Mixed salad

 

Here’s a guide to making a fresh and colorful mixed salad—healthy, versatile, and easy to customize:


Basic Ingredients (for 2–3 servings)

  • Greens: Lettuce, spinach, arugula, or mixed salad leaves

  • Vegetables: Tomatoes, cucumber, bell peppers, carrots, radishes

  • Extras (optional): Olives, corn, chickpeas, avocado, boiled eggs

  • Cheese (optional): Feta, mozzarella, or parmesan shavings

  • Nuts & seeds (optional): Walnuts, almonds, pumpkin seeds


Dressing Ideas

  1. Simple Vinaigrette: Olive oil + lemon juice or vinegar + salt + pepper

  2. Creamy: Yogurt or mayonnaise + garlic + lemon + herbs

  3. Honey Mustard: Mustard + honey + olive oil + lemon or vinegar


Instructions

  1. Wash & Prep Ingredients

    • Wash all greens and vegetables thoroughly.
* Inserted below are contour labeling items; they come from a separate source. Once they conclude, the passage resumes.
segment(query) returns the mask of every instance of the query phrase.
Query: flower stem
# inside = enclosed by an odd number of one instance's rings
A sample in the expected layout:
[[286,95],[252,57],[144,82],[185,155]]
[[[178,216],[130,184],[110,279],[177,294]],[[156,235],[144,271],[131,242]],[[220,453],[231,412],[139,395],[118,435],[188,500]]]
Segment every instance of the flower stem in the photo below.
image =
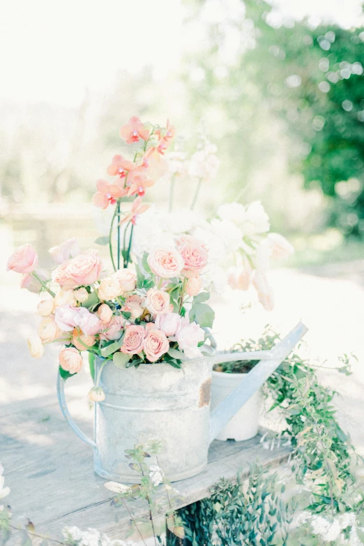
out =
[[42,281],[42,279],[40,279],[40,278],[38,277],[38,276],[37,275],[37,274],[36,274],[36,273],[34,273],[34,272],[33,272],[31,273],[31,274],[33,275],[33,276],[35,279],[37,279],[37,281],[38,281],[39,283],[40,283],[40,284],[42,285],[42,286],[43,287],[43,288],[44,288],[45,290],[47,290],[47,292],[48,293],[48,294],[50,294],[50,295],[51,295],[51,296],[52,296],[52,297],[54,297],[54,296],[56,295],[55,295],[55,293],[53,292],[53,290],[52,290],[50,288],[49,288],[47,286],[47,285],[45,284],[45,283],[44,282],[44,281]]
[[[114,267],[114,271],[116,271],[116,268],[115,267],[115,262],[114,261],[114,256],[112,255],[112,228],[114,226],[114,222],[115,221],[115,217],[116,216],[117,212],[118,212],[118,207],[115,207],[115,210],[114,211],[114,214],[112,215],[112,219],[111,221],[110,230],[109,232],[109,249],[110,251],[110,258],[112,259],[112,267]],[[120,209],[119,209],[119,212],[120,212]]]
[[195,192],[195,195],[193,196],[193,200],[191,205],[190,210],[193,210],[195,208],[195,205],[196,205],[197,202],[197,198],[199,193],[199,190],[201,189],[201,184],[202,183],[202,179],[199,178],[199,182],[197,182],[197,186],[196,188],[196,191]]

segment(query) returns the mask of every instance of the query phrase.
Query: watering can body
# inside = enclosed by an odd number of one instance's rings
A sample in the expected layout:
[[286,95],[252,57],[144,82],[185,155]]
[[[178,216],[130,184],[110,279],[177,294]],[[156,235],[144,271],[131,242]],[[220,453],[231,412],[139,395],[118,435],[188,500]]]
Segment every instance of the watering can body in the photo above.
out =
[[[103,478],[136,483],[125,450],[135,444],[162,442],[160,467],[171,481],[190,478],[207,466],[208,446],[240,408],[257,392],[291,352],[306,328],[294,330],[271,351],[224,353],[185,361],[181,368],[169,364],[141,364],[120,369],[110,362],[103,367],[100,386],[105,399],[95,404],[94,438],[87,438],[72,420],[59,376],[61,409],[76,434],[93,448],[95,472]],[[213,366],[228,360],[261,359],[242,382],[210,412]],[[102,361],[96,360],[96,368]],[[97,370],[96,370],[97,371]],[[254,372],[254,374],[253,374]]]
    • Chop or slice vegetables into bite-sized pieces.

  2. Assemble the Salad

    • Start with greens as the base.

    • Add vegetables, protein (like beans or boiled eggs), and extras (nuts, cheese).

  3. Add Dressing

    • Pour dressing over the salad just before serving.

    • Toss gently to coat everything evenly.

  4. Serve Immediately

    • Serve fresh for best texture and flavor.

    • Optionally, sprinkle extra nuts or seeds on top for crunch.


Tips

  • Use seasonal vegetables for freshness and lower cost.

  • Mix textures: crunchy veggies, soft greens, creamy cheese, and nutty toppings.

  • Make it a complete meal by adding grilled chicken, tuna, or quinoa.